Research level implementations of some SIMD algorithms.
Implementation based on the algorithm presented in this blog post
The original paper is here.
std::vector<int32_t> values
= { 0, 4, 6, 20, 40, 60, 90, 155,
1188, 2002, 2244, 2296, 3124, 3226, 3334, 4443,
10, 24, 46, 120, 140, 260, 390, 455,
2188, 3002, 4244, 5296, 6124, 6226, 6334, 6443 };
floki::sort(begin(values),end(values));
Clang 3.4 on Linux
There are some known issues with g++ and Boost SIMD. See the comments about aliasing on this issue. Until this is resolved, it won't compile without setting the following flags.

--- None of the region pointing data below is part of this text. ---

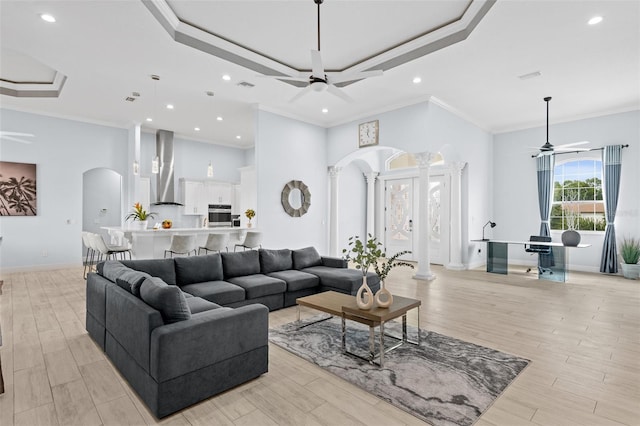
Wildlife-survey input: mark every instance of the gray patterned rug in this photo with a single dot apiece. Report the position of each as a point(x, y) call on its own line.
point(444, 381)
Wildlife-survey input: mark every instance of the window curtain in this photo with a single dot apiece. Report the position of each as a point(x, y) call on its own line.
point(545, 191)
point(611, 167)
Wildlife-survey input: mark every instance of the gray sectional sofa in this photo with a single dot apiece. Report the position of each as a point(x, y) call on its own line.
point(181, 330)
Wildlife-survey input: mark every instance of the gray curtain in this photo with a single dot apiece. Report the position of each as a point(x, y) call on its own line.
point(611, 166)
point(544, 165)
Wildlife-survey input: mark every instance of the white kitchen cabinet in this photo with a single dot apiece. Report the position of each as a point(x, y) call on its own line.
point(218, 192)
point(193, 197)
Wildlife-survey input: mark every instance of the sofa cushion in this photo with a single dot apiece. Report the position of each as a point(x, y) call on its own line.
point(275, 260)
point(198, 304)
point(162, 268)
point(220, 292)
point(259, 285)
point(197, 269)
point(297, 280)
point(306, 258)
point(240, 264)
point(346, 280)
point(168, 299)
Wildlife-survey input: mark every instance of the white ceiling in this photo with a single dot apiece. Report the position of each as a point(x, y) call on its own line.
point(109, 49)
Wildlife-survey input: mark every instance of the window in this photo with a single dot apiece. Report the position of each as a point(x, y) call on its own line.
point(577, 196)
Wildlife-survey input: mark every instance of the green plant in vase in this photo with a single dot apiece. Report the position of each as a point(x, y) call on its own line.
point(630, 252)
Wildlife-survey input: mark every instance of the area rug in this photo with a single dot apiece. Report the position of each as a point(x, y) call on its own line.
point(444, 381)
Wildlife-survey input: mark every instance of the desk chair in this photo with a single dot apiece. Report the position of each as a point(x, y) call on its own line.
point(538, 249)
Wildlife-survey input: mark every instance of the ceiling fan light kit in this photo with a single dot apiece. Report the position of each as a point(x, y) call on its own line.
point(319, 81)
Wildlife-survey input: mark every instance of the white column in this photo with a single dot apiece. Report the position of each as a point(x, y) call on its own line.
point(455, 261)
point(424, 265)
point(133, 180)
point(371, 202)
point(333, 213)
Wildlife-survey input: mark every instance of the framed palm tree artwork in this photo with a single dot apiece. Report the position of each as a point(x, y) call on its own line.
point(17, 189)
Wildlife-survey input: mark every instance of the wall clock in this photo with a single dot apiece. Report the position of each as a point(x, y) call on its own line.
point(368, 133)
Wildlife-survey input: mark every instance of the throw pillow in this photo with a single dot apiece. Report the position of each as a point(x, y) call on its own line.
point(275, 260)
point(168, 299)
point(306, 258)
point(240, 264)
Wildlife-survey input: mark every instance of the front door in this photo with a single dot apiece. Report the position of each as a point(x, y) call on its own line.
point(399, 217)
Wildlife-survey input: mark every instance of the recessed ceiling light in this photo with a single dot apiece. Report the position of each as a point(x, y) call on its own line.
point(47, 17)
point(595, 20)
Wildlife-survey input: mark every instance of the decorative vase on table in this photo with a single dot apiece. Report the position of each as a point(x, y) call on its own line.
point(570, 238)
point(364, 296)
point(383, 297)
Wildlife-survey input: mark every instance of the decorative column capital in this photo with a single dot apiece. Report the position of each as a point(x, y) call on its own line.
point(371, 177)
point(457, 167)
point(424, 159)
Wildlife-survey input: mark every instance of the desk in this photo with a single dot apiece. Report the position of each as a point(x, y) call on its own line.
point(554, 267)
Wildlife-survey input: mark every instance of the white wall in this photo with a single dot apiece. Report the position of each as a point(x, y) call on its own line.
point(287, 150)
point(63, 150)
point(516, 201)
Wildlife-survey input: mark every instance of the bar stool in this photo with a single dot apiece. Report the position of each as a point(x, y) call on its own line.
point(182, 244)
point(215, 242)
point(252, 240)
point(106, 252)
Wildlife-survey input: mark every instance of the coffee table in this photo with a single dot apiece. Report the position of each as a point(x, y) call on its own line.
point(344, 306)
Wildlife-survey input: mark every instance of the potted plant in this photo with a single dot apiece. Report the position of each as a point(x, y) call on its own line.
point(140, 214)
point(250, 214)
point(630, 252)
point(365, 254)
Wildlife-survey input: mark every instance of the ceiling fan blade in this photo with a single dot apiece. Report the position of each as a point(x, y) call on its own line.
point(338, 78)
point(11, 138)
point(339, 93)
point(301, 93)
point(572, 144)
point(5, 133)
point(316, 65)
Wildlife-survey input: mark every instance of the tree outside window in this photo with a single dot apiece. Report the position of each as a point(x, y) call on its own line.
point(577, 196)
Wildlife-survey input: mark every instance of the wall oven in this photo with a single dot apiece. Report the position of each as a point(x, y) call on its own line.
point(219, 215)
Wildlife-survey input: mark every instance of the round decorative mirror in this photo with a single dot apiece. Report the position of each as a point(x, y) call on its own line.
point(296, 198)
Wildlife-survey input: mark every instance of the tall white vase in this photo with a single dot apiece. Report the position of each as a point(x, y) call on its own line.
point(364, 296)
point(384, 298)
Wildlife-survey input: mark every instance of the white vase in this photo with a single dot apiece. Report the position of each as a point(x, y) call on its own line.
point(384, 298)
point(364, 296)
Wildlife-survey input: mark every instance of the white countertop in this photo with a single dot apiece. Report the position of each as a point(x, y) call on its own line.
point(162, 231)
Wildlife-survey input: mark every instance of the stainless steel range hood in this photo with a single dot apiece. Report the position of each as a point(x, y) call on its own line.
point(165, 186)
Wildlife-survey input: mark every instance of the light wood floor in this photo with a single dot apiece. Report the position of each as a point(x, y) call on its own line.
point(583, 338)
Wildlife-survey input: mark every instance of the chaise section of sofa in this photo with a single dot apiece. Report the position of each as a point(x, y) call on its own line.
point(173, 348)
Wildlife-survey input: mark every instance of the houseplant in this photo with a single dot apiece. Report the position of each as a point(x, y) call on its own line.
point(365, 254)
point(140, 214)
point(630, 252)
point(250, 214)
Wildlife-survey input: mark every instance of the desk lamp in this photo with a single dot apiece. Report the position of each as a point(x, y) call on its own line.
point(493, 225)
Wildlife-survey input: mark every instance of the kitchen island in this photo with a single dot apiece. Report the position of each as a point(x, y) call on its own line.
point(151, 243)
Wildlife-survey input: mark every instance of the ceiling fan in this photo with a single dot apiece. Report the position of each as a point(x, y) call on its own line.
point(15, 136)
point(548, 148)
point(320, 81)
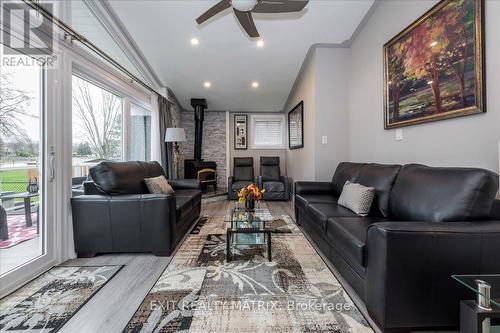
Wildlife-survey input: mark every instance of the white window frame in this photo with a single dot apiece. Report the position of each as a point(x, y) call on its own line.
point(116, 86)
point(267, 117)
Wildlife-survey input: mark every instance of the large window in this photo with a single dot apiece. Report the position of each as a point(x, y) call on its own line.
point(140, 129)
point(268, 131)
point(22, 193)
point(97, 126)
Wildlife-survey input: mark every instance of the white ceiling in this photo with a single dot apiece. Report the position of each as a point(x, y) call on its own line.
point(226, 56)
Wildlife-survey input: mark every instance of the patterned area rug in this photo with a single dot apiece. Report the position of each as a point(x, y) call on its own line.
point(49, 301)
point(200, 292)
point(18, 232)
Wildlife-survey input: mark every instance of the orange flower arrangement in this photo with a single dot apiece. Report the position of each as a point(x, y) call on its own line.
point(251, 192)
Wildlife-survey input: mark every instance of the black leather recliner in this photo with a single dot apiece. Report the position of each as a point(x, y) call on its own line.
point(118, 214)
point(426, 224)
point(242, 176)
point(275, 185)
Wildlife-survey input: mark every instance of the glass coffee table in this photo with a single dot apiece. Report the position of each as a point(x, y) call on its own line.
point(248, 229)
point(483, 314)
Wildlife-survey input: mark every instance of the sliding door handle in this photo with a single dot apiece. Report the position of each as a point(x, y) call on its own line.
point(52, 170)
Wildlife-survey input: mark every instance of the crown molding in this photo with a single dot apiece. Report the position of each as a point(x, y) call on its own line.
point(105, 13)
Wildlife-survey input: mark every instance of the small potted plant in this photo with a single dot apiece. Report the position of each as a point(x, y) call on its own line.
point(249, 196)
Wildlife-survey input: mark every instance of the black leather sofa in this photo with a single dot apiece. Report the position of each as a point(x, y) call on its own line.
point(426, 224)
point(242, 176)
point(270, 179)
point(118, 214)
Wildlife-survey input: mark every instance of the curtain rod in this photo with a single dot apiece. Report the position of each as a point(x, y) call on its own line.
point(80, 38)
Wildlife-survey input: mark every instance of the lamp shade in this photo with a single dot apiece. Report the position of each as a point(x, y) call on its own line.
point(175, 135)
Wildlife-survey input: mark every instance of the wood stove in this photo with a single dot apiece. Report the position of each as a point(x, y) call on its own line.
point(192, 167)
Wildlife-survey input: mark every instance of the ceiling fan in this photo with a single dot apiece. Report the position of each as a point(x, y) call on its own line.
point(257, 6)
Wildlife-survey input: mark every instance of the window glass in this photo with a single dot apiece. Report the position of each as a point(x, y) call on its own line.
point(140, 129)
point(267, 131)
point(22, 194)
point(97, 126)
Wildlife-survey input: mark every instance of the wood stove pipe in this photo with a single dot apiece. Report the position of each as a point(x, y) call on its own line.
point(199, 105)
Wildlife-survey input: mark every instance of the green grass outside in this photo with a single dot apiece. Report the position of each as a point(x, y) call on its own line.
point(13, 180)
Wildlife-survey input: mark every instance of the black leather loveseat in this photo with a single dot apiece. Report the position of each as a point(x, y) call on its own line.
point(118, 214)
point(426, 224)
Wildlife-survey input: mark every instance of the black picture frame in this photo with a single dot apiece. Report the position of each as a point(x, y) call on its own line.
point(240, 132)
point(296, 132)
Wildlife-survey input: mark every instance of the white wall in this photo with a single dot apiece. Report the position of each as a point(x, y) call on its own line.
point(468, 141)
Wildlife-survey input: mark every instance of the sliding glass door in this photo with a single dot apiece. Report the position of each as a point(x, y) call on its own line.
point(26, 171)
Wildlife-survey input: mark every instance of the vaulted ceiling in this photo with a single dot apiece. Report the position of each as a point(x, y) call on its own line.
point(225, 56)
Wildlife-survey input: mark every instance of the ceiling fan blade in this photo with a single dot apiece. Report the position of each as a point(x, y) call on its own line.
point(219, 7)
point(279, 6)
point(246, 21)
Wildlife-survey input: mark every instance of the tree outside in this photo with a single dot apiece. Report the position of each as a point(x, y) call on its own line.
point(97, 122)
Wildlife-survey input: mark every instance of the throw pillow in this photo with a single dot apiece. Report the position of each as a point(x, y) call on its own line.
point(357, 198)
point(158, 185)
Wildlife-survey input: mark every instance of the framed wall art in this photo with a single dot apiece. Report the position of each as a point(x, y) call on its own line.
point(240, 132)
point(434, 69)
point(296, 127)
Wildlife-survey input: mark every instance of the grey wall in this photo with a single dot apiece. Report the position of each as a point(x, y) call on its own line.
point(468, 141)
point(342, 91)
point(300, 162)
point(323, 86)
point(332, 87)
point(214, 142)
point(255, 153)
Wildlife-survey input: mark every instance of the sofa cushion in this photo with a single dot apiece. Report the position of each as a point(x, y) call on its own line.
point(357, 198)
point(118, 178)
point(382, 178)
point(320, 212)
point(345, 171)
point(302, 200)
point(238, 185)
point(423, 193)
point(158, 185)
point(274, 186)
point(270, 168)
point(495, 211)
point(348, 236)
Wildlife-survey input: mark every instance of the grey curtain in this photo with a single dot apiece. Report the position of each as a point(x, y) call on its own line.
point(166, 148)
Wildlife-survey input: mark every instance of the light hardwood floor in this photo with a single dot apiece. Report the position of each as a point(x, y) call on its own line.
point(112, 307)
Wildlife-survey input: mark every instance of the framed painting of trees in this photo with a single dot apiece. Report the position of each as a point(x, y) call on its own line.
point(434, 69)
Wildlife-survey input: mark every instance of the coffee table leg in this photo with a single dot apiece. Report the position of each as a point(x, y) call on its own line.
point(269, 254)
point(228, 246)
point(27, 211)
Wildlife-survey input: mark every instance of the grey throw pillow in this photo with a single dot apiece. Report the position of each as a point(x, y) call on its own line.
point(159, 185)
point(357, 198)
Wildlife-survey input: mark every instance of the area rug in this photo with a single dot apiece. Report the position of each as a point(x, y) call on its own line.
point(48, 302)
point(18, 232)
point(200, 292)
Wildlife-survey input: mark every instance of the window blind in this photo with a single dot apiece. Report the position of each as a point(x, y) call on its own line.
point(268, 132)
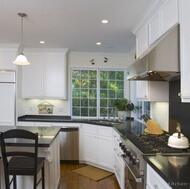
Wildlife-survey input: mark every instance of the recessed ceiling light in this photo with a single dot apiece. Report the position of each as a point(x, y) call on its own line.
point(104, 21)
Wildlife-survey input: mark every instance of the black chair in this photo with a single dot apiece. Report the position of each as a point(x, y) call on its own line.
point(17, 162)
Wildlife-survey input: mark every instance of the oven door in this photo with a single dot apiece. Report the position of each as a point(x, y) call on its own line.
point(133, 180)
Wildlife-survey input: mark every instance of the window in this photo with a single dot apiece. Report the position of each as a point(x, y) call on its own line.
point(111, 87)
point(93, 92)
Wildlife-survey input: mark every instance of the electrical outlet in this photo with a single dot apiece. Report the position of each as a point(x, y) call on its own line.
point(30, 109)
point(61, 109)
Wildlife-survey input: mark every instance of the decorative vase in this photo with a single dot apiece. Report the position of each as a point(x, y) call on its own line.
point(122, 115)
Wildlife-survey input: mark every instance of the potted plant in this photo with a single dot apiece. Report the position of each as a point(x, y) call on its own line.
point(121, 106)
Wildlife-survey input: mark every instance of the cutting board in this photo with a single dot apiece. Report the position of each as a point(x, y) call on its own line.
point(153, 127)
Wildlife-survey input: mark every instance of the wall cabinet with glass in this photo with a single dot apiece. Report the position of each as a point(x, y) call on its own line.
point(46, 76)
point(152, 91)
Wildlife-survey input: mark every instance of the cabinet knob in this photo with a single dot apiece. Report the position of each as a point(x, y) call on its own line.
point(156, 186)
point(179, 94)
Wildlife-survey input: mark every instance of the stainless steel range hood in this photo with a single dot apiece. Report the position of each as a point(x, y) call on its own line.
point(161, 63)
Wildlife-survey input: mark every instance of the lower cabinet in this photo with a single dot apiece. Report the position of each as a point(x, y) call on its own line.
point(97, 146)
point(155, 181)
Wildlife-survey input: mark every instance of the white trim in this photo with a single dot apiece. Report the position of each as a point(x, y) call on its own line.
point(153, 7)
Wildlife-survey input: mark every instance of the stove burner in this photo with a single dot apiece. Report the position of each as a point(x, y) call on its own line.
point(154, 143)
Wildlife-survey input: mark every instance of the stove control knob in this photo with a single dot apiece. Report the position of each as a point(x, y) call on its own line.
point(122, 145)
point(131, 156)
point(128, 153)
point(135, 161)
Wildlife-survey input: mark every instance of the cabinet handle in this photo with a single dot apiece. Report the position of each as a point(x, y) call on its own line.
point(156, 186)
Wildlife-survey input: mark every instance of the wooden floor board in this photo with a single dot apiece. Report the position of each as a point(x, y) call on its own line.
point(72, 180)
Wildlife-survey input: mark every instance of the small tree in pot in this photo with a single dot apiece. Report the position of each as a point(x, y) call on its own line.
point(121, 106)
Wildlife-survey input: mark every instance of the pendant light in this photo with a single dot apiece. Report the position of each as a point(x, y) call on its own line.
point(21, 59)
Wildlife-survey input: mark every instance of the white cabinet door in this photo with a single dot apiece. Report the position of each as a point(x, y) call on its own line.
point(142, 41)
point(142, 90)
point(154, 180)
point(55, 75)
point(152, 91)
point(169, 14)
point(46, 76)
point(105, 152)
point(184, 15)
point(32, 76)
point(90, 148)
point(7, 104)
point(154, 28)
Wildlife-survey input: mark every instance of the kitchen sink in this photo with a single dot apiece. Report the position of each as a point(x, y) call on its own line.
point(104, 122)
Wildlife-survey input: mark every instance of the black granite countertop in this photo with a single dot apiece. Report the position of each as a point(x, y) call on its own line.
point(46, 135)
point(122, 126)
point(174, 169)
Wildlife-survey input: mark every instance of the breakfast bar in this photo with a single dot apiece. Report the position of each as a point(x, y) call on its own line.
point(48, 147)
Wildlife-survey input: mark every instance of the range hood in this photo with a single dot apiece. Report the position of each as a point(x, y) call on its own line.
point(161, 63)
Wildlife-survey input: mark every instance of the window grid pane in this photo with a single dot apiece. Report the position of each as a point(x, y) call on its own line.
point(85, 91)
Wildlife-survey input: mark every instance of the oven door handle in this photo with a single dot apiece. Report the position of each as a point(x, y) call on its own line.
point(137, 177)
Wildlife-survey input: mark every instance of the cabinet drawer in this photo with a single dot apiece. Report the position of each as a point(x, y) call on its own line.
point(154, 180)
point(90, 129)
point(105, 131)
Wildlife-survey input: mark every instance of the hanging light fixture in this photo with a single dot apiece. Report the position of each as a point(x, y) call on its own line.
point(21, 59)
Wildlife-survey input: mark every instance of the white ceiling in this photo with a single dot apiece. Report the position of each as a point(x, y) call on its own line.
point(73, 24)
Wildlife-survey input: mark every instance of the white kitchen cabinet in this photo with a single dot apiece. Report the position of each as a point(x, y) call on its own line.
point(46, 76)
point(154, 27)
point(8, 54)
point(169, 14)
point(154, 180)
point(91, 148)
point(163, 20)
point(97, 146)
point(184, 15)
point(119, 164)
point(142, 41)
point(152, 91)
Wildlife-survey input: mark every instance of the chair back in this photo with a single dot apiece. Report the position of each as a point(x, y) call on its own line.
point(12, 142)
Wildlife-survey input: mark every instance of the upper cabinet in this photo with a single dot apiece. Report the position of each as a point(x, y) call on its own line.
point(46, 76)
point(142, 40)
point(163, 18)
point(152, 91)
point(184, 15)
point(154, 27)
point(8, 54)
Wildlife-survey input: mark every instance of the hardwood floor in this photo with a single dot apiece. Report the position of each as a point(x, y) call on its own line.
point(72, 180)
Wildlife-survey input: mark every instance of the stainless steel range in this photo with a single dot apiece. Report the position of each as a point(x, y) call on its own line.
point(134, 145)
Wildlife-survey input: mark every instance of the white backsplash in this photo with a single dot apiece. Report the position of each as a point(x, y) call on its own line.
point(160, 113)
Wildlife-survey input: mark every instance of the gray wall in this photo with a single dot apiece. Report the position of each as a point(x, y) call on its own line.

-fno-strict-aliasing -DBOOST_SIMD_NO_STRICT_ALIASING
Optional unit tests require the Bandit
Intel(R) Core(TM) i7-4770S CPU @ 3.10GHz
compiled with clang 3.4 and flags -O3 -mavx
65536 random elements in std::vector
data type | std::sort | floki::sort |
---|---|---|
int32_t | 2.99ms | 0.92ms |
float | 3.33ms | 1.10ms |
There is a CMake build file included that builds the benchmark and unit tests.
I generate the make file using clang as follows
mkdir build-floki
cd build-floki
CXX=/usr/bin/clang++-3.4 cmake ~/source/floki -DCMAKE_CXX_FLAGS="-march=native"
make
If Boost SIMD is installed to a path other than /usr/local, then set BoostSIMD_INCLUDE_DIR accordingly.